Saisie d'appartements, extorsion et menaces : une affaire criminelle majeure révélée
Le parquet a déposé un acte d'accusation contre une famille ayant pris le contrôle d'appartements à Ramla par la force et les menaces, tout en commettant des fraudes et du blanchiment d'argent à hauteur de millions de shekels.

Ils ont pris le contrôle d'appartements, extorqué et menacé — et maintenant la justice les rattrape : le parquet a déposé aujourd'hui devant le tribunal de district du Centre (Lod) un acte d'accusation contre Ismaïl Abou Ghanem et six membres de sa famille et proches. La raison : ils ont saisi des appartements à Ramla par l'extorsion, la violence et les menaces, tout en commettant des délits de fraude et de blanchiment d'argent à hauteur de millions de shekels.
L'acte d'accusation, déposé par l'avocat Elad Asraf du parquet du district du Centre (section pénale), impute aux accusés une série de délits, notamment l'extorsion par la force, la perception de frais de protection, l'association de malfaiteurs, l'obtention par tromperie dans des circonstances aggravantes, l'usage de faux documents, des délits fiscaux et le blanchiment d'argent.
Selon l'acte d'accusation, Ismaïl Abou Ghanem a élaboré un « plan criminel systématique et sophistiqué » pour prendre le contrôle d'appartements proches de son domicile à Ramla.
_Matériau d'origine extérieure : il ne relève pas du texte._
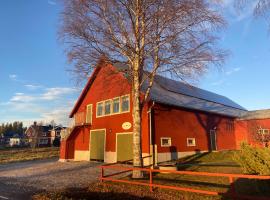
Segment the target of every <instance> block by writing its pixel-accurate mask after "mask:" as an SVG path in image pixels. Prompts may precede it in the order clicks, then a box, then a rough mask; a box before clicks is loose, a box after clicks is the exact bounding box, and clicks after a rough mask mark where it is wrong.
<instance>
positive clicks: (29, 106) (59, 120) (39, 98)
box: [0, 87, 78, 126]
mask: <svg viewBox="0 0 270 200" xmlns="http://www.w3.org/2000/svg"><path fill="white" fill-rule="evenodd" d="M37 92H38V93H37ZM77 92H78V89H76V88H68V87H53V88H44V87H42V88H41V89H40V91H39V90H37V91H35V93H31V92H30V91H29V92H26V93H23V92H17V93H15V94H14V95H13V96H12V97H11V98H10V99H9V101H7V102H0V116H3V117H1V119H0V122H1V123H2V122H12V121H15V120H16V121H23V122H24V124H25V125H30V124H32V123H33V121H43V122H44V123H48V122H50V121H52V120H54V121H55V122H56V123H61V124H63V125H64V126H67V125H69V121H70V119H69V117H68V116H69V112H70V111H71V109H72V107H73V106H74V100H73V98H76V96H77ZM74 95H75V96H74Z"/></svg>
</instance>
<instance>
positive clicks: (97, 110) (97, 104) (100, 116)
mask: <svg viewBox="0 0 270 200" xmlns="http://www.w3.org/2000/svg"><path fill="white" fill-rule="evenodd" d="M99 104H102V113H101V115H98V105H99ZM104 113H105V107H104V101H99V102H97V103H96V118H99V117H103V116H104Z"/></svg>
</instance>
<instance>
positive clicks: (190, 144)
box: [187, 138, 196, 147]
mask: <svg viewBox="0 0 270 200" xmlns="http://www.w3.org/2000/svg"><path fill="white" fill-rule="evenodd" d="M187 146H188V147H193V146H196V141H195V138H187Z"/></svg>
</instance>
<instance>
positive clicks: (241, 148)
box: [234, 142, 270, 175]
mask: <svg viewBox="0 0 270 200" xmlns="http://www.w3.org/2000/svg"><path fill="white" fill-rule="evenodd" d="M234 159H235V161H236V162H238V163H239V165H240V166H241V167H242V170H243V172H244V173H247V174H258V175H270V149H269V148H266V147H264V148H262V147H253V146H251V145H249V144H247V143H245V142H243V143H241V148H240V151H239V152H237V154H235V156H234Z"/></svg>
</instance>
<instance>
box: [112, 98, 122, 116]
mask: <svg viewBox="0 0 270 200" xmlns="http://www.w3.org/2000/svg"><path fill="white" fill-rule="evenodd" d="M114 100H118V103H119V109H118V112H114V111H113V107H114ZM120 110H121V100H120V97H115V98H113V99H112V115H113V114H119V113H121V112H120Z"/></svg>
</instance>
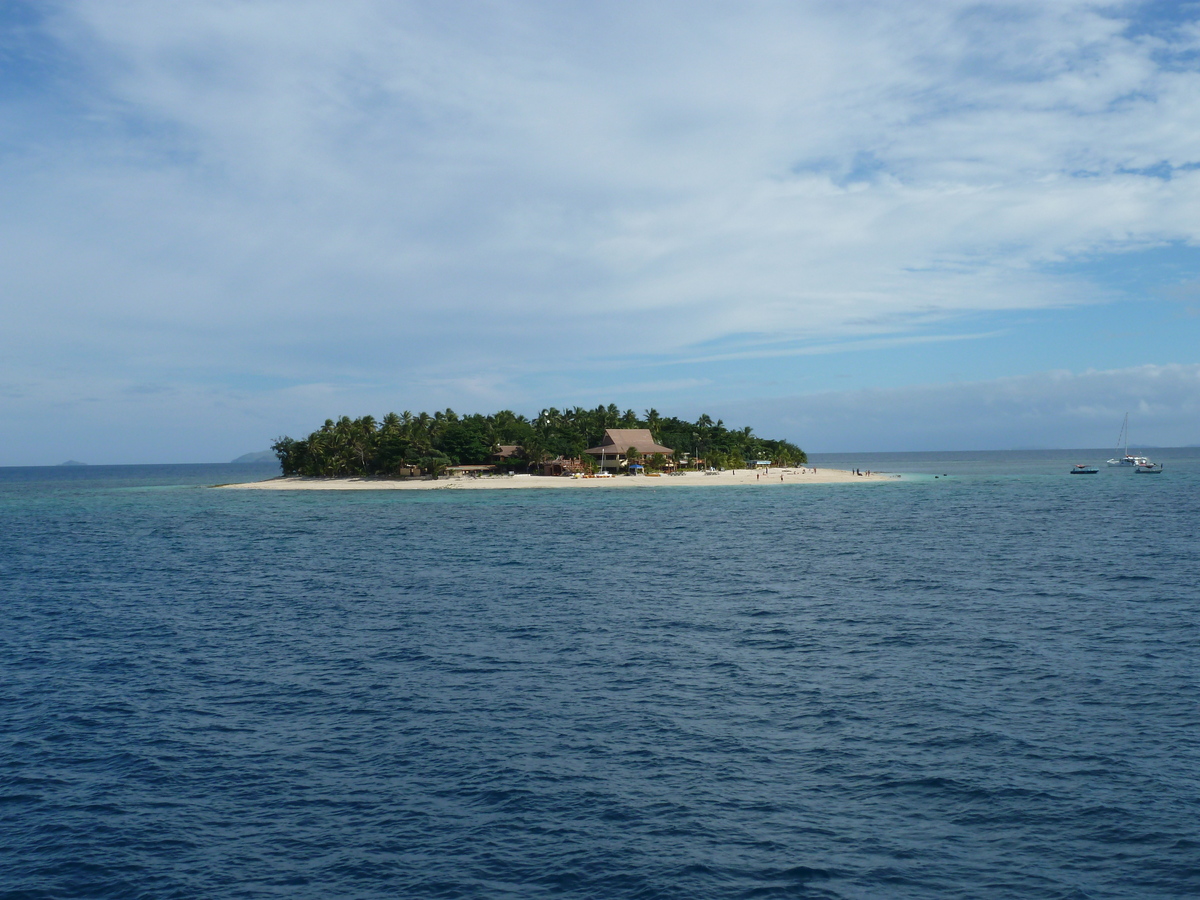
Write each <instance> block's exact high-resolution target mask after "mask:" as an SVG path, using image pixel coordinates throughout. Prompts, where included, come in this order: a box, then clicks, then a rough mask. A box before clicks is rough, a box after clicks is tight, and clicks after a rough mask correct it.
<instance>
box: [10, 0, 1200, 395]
mask: <svg viewBox="0 0 1200 900" xmlns="http://www.w3.org/2000/svg"><path fill="white" fill-rule="evenodd" d="M1146 8H1147V7H1144V6H1141V5H1139V4H1132V5H1127V4H1106V2H1091V1H1085V0H1066V1H1064V2H1056V4H1042V2H1004V4H978V2H965V1H964V2H944V4H911V5H898V4H888V2H878V4H851V5H847V4H835V2H809V4H799V5H797V4H785V2H767V4H754V5H750V6H739V7H736V8H734V7H731V6H728V5H724V4H715V2H686V4H683V2H666V4H655V5H653V7H640V8H637V10H634V8H632V7H628V8H618V7H601V6H595V5H593V4H582V2H565V4H548V2H535V1H533V0H522V1H508V2H505V1H503V0H500V1H497V2H491V4H484V5H475V6H472V7H469V8H468V7H460V6H454V5H445V4H433V2H413V4H394V2H386V1H385V0H347V1H346V2H340V4H336V5H330V4H326V2H317V1H316V0H289V2H282V1H281V0H251V1H250V2H242V4H236V5H229V4H226V2H217V1H216V0H196V1H194V2H188V4H175V5H162V4H158V2H150V0H132V1H131V0H126V1H122V2H115V1H113V0H60V1H59V2H55V4H53V5H46V6H43V5H34V4H28V5H20V10H22V11H23V22H22V28H20V29H19V30H14V31H11V32H10V41H8V43H7V44H6V46H5V47H4V53H5V60H6V64H5V67H4V68H2V71H0V112H2V114H4V115H2V116H0V184H2V185H4V186H2V187H0V196H2V200H4V202H2V203H0V266H2V271H4V289H5V294H4V295H5V300H4V302H5V316H6V322H7V326H6V329H5V330H4V331H2V332H0V355H2V356H4V358H5V360H6V362H5V365H6V366H7V368H8V371H10V372H16V373H18V374H20V376H22V378H25V379H34V380H38V379H42V380H44V382H46V384H47V385H48V386H47V390H50V385H53V384H65V383H67V382H71V380H72V379H74V380H86V378H88V377H89V376H90V374H102V376H103V378H107V379H112V380H113V382H114V383H115V382H121V383H143V384H145V383H160V384H175V385H210V386H211V388H212V389H214V390H218V389H221V385H226V384H229V383H230V382H238V380H239V379H241V380H246V379H252V378H257V379H266V380H271V382H282V383H290V384H296V385H302V384H312V383H322V384H332V385H341V388H344V389H346V390H348V391H350V392H353V391H355V390H359V389H356V388H354V385H364V384H368V385H395V386H396V389H401V388H403V390H408V391H412V392H413V394H415V395H416V396H410V398H409V400H408V401H407V402H408V403H409V404H412V406H421V404H431V403H432V402H433V401H434V400H443V398H444V397H445V396H446V392H448V390H449V389H450V388H451V386H454V389H455V390H458V391H461V392H462V396H463V402H464V403H466V402H474V401H475V400H476V398H478V401H479V402H485V401H490V400H491V398H492V397H494V396H496V395H497V385H502V386H506V388H509V389H511V390H512V392H514V394H516V395H518V396H520V395H521V394H522V392H524V394H533V392H534V389H535V386H536V383H535V380H534V379H546V378H552V377H553V376H554V373H556V372H574V371H580V370H583V368H587V367H589V366H590V367H602V366H604V365H605V364H606V362H610V361H612V360H616V359H630V358H636V359H641V360H654V359H659V360H662V361H691V360H697V361H701V360H716V359H719V360H724V361H733V360H736V359H738V354H739V353H745V354H748V356H746V358H748V359H763V358H770V354H779V355H794V354H811V353H818V352H820V350H818V349H817V348H820V347H839V348H841V349H845V348H850V347H853V346H854V344H856V342H859V344H860V346H862V347H863V348H868V347H872V346H880V342H892V343H896V342H905V341H907V342H912V343H913V344H914V346H932V344H931V342H937V341H944V340H947V336H948V335H955V334H956V332H960V331H962V332H964V334H961V335H958V336H959V337H965V336H967V335H966V332H971V334H978V332H977V331H974V330H972V329H971V328H970V326H968V325H960V323H961V322H965V319H964V317H971V316H973V314H976V313H980V312H986V311H991V312H996V311H1015V310H1032V308H1042V307H1050V306H1067V305H1082V304H1090V302H1097V301H1098V300H1109V299H1111V298H1112V296H1114V295H1115V292H1114V290H1112V289H1110V288H1108V287H1106V286H1105V284H1104V283H1097V282H1094V281H1090V280H1088V278H1087V277H1085V276H1082V275H1081V274H1080V272H1079V271H1073V272H1064V271H1063V270H1062V269H1061V268H1055V264H1058V263H1062V262H1069V260H1080V259H1094V258H1100V257H1104V256H1108V254H1122V253H1126V252H1128V251H1130V250H1135V248H1141V247H1150V246H1157V245H1160V244H1165V242H1176V244H1182V245H1188V244H1194V242H1196V241H1200V169H1198V168H1196V166H1198V163H1200V151H1198V150H1196V148H1200V72H1198V68H1196V65H1195V62H1194V59H1195V53H1196V50H1198V49H1200V32H1198V29H1196V28H1195V25H1194V24H1193V23H1190V22H1188V20H1186V19H1183V18H1178V19H1175V20H1159V19H1156V20H1153V22H1150V20H1148V19H1147V18H1146V14H1145V13H1146ZM748 332H758V334H766V335H770V336H772V338H773V340H775V341H778V342H779V346H778V347H776V348H774V349H770V348H757V349H756V348H740V349H739V348H734V349H728V350H718V352H715V353H714V352H713V350H710V349H709V348H712V347H720V346H722V343H727V342H730V341H736V340H737V338H738V336H742V335H745V334H748ZM802 347H806V348H809V349H799V348H802ZM530 361H532V362H530ZM64 379H65V380H64ZM372 390H373V389H372ZM697 390H700V389H697ZM368 394H370V391H367V392H362V394H356V395H355V396H361V397H362V398H364V400H365V398H366V397H367V396H368ZM256 396H259V395H256ZM264 396H265V395H264ZM372 396H373V395H372ZM0 412H4V410H2V409H0Z"/></svg>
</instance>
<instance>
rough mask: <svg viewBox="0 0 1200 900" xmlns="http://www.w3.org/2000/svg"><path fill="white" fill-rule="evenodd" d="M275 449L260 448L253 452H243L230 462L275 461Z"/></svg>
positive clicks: (274, 461)
mask: <svg viewBox="0 0 1200 900" xmlns="http://www.w3.org/2000/svg"><path fill="white" fill-rule="evenodd" d="M275 458H276V457H275V451H274V450H259V451H257V452H253V454H242V455H241V456H239V457H238V458H236V460H230V461H229V464H230V466H232V464H234V463H242V462H275Z"/></svg>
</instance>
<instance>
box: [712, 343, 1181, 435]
mask: <svg viewBox="0 0 1200 900" xmlns="http://www.w3.org/2000/svg"><path fill="white" fill-rule="evenodd" d="M727 409H728V412H727V415H728V418H730V420H731V421H752V422H755V425H756V426H757V427H756V430H757V431H758V433H762V434H779V433H787V434H791V436H793V437H794V438H796V439H797V440H800V442H803V445H804V448H805V449H806V450H809V451H810V452H851V451H871V450H874V451H905V450H911V451H922V450H1018V449H1026V450H1027V449H1051V448H1106V446H1115V444H1116V437H1117V433H1118V432H1120V430H1121V422H1122V420H1123V418H1124V414H1126V413H1129V419H1130V430H1132V439H1133V442H1135V444H1136V445H1139V446H1187V445H1196V444H1200V428H1198V422H1200V365H1170V366H1139V367H1136V368H1126V370H1112V371H1108V372H1081V373H1074V372H1066V371H1057V372H1039V373H1036V374H1031V376H1019V377H1012V378H998V379H995V380H989V382H973V383H964V384H930V385H918V386H914V388H892V389H887V388H878V389H871V390H859V391H826V392H820V394H811V395H806V396H803V397H787V398H782V400H773V401H769V402H763V401H748V402H744V403H733V404H728V407H727Z"/></svg>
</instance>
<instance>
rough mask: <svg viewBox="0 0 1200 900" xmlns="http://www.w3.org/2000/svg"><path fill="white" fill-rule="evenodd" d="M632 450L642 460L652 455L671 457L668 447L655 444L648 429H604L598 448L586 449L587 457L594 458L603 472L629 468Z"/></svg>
mask: <svg viewBox="0 0 1200 900" xmlns="http://www.w3.org/2000/svg"><path fill="white" fill-rule="evenodd" d="M630 450H632V451H634V452H635V454H637V456H640V457H642V458H643V460H644V458H647V457H650V456H654V454H662V455H664V456H671V454H673V452H674V450H672V449H671V448H670V446H662V445H661V444H659V443H655V440H654V438H653V437H652V436H650V430H649V428H605V432H604V439H602V440H601V442H600V445H599V446H593V448H588V450H586V452H587V454H588V456H594V457H596V460H598V461H599V462H600V468H601V469H602V470H605V472H613V470H619V469H624V468H625V467H626V466H629V452H630Z"/></svg>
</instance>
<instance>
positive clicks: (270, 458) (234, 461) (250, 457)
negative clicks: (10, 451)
mask: <svg viewBox="0 0 1200 900" xmlns="http://www.w3.org/2000/svg"><path fill="white" fill-rule="evenodd" d="M229 462H277V460H276V456H275V451H274V450H259V451H258V452H257V454H242V455H241V456H239V457H238V458H236V460H230V461H229ZM62 464H64V466H66V463H62Z"/></svg>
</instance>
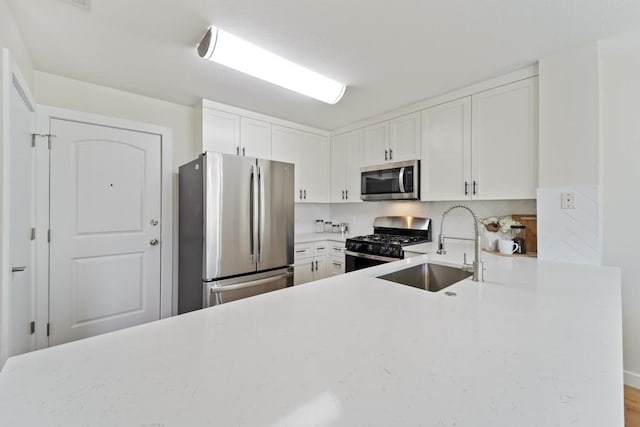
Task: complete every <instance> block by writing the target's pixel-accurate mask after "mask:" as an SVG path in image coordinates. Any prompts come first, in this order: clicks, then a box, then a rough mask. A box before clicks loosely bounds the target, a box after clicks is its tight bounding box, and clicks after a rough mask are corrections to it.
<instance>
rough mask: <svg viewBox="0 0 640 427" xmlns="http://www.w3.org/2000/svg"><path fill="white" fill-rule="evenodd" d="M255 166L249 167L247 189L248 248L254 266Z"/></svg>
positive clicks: (254, 223) (255, 197)
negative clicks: (248, 228)
mask: <svg viewBox="0 0 640 427" xmlns="http://www.w3.org/2000/svg"><path fill="white" fill-rule="evenodd" d="M255 168H256V167H255V165H252V166H251V180H250V181H249V185H250V186H251V187H250V189H249V234H250V237H249V239H250V242H249V247H250V250H251V263H252V264H254V263H255V258H254V255H255V247H254V244H255V241H256V239H255V232H256V230H255V222H256V218H255V213H256V206H255V199H256V192H255V189H256V171H255Z"/></svg>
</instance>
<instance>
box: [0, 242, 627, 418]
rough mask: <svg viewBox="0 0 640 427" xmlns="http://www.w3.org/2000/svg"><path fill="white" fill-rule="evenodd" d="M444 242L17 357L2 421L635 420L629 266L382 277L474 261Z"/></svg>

Dans le cadre de ce plan, Abou Ghanem a agi, lui-même ou par l'intermédiaire d'autrui, pour utiliser la violence physique et l'intimidation contre les propriétaires et les agents immobiliers afin de les forcer à lui vendre leurs biens.
De cette manière, les accusés ont réussi à prendre le contrôle de cinq appartements différents. Abou Ghanem est notamment accusé d'avoir extorqué des frais de protection à une femme âgée et à des agents immobiliers, exploitant leur détresse pour obtenir des prix nettement inférieurs à la valeur du marché. Afin de dissimuler la propriété réelle et d'éluder les impôts, il enregistrait les appartements au nom de ses enfants et de sa femme.
L'acte d'accusation décrit comment Abou Ghanem a approché une plaignante de 82 ans, lui déclarant sans équivoque : « Tu ne peux pas vendre, seul moi j'achète ». Il l'a menacée en affirmant que si elle n'acceptait pas, elle ne pourrait vendre à personne d'autre. Pour intimider son agent immobilier, il a affirmé avoir « écrasé la voiture d'un autre agent » qui avait tenté de vendre une maison, ajoutant que ce dernier « avait été battu et avait eu besoin de soins médicaux ».
À cette période, des incendies de véhicules et des actes de vandalisme ont eu lieu près du domicile de la victime, renforçant sa peur et la forçant à vendre aux conditions fixées par Abou Ghanem. Dans un autre cas, les accusés ont menacé un propriétaire de « prendre la maison par la force » et de lui faire du mal s'il s'approchait des lieux. La victime a été agressée physiquement avant d'être chassée.
Outre l'extorsion, les accusés sont inculpés de blanchiment d'argent à hauteur de millions de shekels via un « mouvement circulaire » de fonds dans le système bancaire. Ils utilisaient des comptes familiaux et une boucherie à Or Yehuda pour contracter des prêts frauduleux à l'aide de faux documents, notamment des fiches de paie fictives. L'enquête a été menée par la police du district central (Yamar Merkaz). Le parquet a demandé la confiscation des appartements obtenus frauduleusement ainsi que des fonds saisis.